Abstract: Congestion, Dilation, and Energy in Radio Networks

Friedhelm Meyer auf der Heide, Christian Schindelhauer, Klaus Volbert, and Matthias Gr|newald.

We investigate the problem of path selection in radio networks for a given static set of $n$ sites in two- and three-dimensional space. For static point-to-point communication we define measures for congestion, dilation, and energy consumption that take interferences among communication links into account.

We show that energy-optimal path selection for radio networks can be computed in polynomial time. Then we introduce the diversity $g(V)$ of a set $V\subseteq \REAL^{\ddim}$ for any constant $\ddim$. It can be used to upper bound the number of interfering edges. For real-world applications it can be regarded as $\Theta(\log n)$. A main result is that a $c$-spanner construction as a communication network allows one to approximate the congestion-optimal path system by a factor of $O(g(V)^2)$.

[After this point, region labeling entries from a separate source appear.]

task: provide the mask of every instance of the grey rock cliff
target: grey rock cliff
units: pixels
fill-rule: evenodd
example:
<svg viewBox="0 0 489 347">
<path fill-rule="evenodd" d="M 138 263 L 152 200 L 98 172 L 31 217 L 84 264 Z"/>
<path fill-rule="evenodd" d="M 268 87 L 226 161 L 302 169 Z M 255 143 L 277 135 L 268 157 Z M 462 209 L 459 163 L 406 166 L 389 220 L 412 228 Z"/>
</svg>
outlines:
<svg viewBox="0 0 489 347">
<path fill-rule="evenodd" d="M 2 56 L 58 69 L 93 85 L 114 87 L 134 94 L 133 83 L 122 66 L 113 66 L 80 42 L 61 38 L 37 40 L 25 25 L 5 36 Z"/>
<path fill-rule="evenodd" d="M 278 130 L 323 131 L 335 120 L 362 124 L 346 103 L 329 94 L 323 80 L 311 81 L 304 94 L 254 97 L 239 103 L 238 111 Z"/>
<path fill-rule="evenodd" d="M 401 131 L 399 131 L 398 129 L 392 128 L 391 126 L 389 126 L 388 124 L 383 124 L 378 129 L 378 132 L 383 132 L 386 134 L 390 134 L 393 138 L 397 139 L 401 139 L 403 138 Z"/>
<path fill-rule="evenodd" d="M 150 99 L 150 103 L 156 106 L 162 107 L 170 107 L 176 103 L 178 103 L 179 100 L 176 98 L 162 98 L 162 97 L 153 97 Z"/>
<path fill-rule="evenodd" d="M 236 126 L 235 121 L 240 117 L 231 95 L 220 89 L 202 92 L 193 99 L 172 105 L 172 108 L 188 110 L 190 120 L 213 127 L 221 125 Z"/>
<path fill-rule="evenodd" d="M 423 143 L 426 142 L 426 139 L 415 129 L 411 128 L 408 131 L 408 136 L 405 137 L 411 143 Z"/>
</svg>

Furthermore, we show that there are vertex sets where only one of the performance parameters congestion, dilation, and energy can be optimized at a time. We show trade-offs lower bounding congestion $\times$ dilation and dilation $\times$ energy. The trade-off between congestion and dilation increases with switching from two-dimensional to three-dimensional space. For congestion and energy the situation is even worse. It is only possible to find a reasonable approximation for either congestion or energy minimization, while the other parameter is at least a polynomial factor worse than in the optimal network.